Entre o reconhecimento e a realidade, a enfermagem brasileira vive um momento de Atritos entre homenagens e desafios reais. O Dia da Enfermagem, celebrado em 12 de maio, destaca a importância da categoria para o SUS, mas revela limites estruturais que impactam o cuidado.
Globais indicam a enfermagem como pilar da cobertura universal em saúde. A OMS e a Opas reforçam a necessidade de ambientes de trabalho seguros, autonomia e participação em decisões. No Brasil, a força de trabalho supera três milhões, com desigualdades regionais marcantes.
Campanhas e temas nacionais
Em 2026, o ICN lançou a campanha Nossos Enfermeiros. Nosso Futuro. Enfermeiros Empoderados Salvam Vidas, cobrando mudanças estruturais para fortalecer a profissão. O foco é ambiente de trabalho, autonomia e participação profissional.
O Cofen, durante a Semana da Enfermagem 2026, adotou o tema Técnica, Ética e Política: pilares inegociáveis do cuidado. A ideia é ampliar qualificação, responsabilidade e atuação na defesa do SUS e de políticas públicas.
Panorama da prática no Brasil
A ABEn promove a 87ª Semana Brasileira de Enfermagem, de 12 a 20 de maio, com o tema ABEn 100 anos: lutas, avanços e perspectivas. O evento reforça a trajetória de resistência e o fortalecimento de organizações profissionais.
Dados recentes apontam que a enfermagem brasileira enfrenta sobrecarga, remuneração inadequada e insegurança no trabalho, exacerbadas pela concentração de profissionais em regiões mais desenvolvidas. A formação também segue expansão acelerada, inclusive à distância.
A evolução da força de trabalho mostra aumento da qualificação e queda da participação de auxiliares, mas persiste a precarização das relações, com múltiplos vínculos e jornadas extensas. A violência ocupacional é uma preocupação constante.
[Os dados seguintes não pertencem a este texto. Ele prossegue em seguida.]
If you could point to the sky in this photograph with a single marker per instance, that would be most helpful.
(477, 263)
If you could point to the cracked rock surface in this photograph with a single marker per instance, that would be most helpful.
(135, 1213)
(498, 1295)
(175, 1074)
Desafios e políticas públicas
Evidências associam baixos quadros de pessoal a maior mortalidade e pior qualidade assistencial. A sobrecarga reduz a retenção de profissionais e a continuidade do cuidado. A defesa de condições dignas é central para a sustentabilidade do SUS.
Entre as pautas, destaca-se o piso salarial nacional, instituído pela Lei 14.434/2022, ainda com entraves de financiamento e insegurança jurídica para trabalhadores. A categoria também reivindica uma jornada de 30 horas semanais.
Liderança e pesquisa
A defesa da autonomia técnica da enfermagem ganha força com o fortalecimento de entidades representativas. A participação de enfermeiras e enfermeiros em espaços de decisão é considerada essencial para políticas públicas mais justas.
Incentivos à pesquisa também ganham prioridade. O Geforte, da Escola de Enfermagem da USP, tem produzido estudos sobre dinâmica ocupacional e gestão da força de trabalho, alimentando propostas de políticas públicas.
Encerramento informativo
Entre o reconhecimento e a prática, a enfermagem brasileira segue em movimento. O foco é consolidar piso, jornada e condições de trabalho dignas, com liderança fortalecida e políticas que assegurem serviços de saúde mais estáveis e equitativos.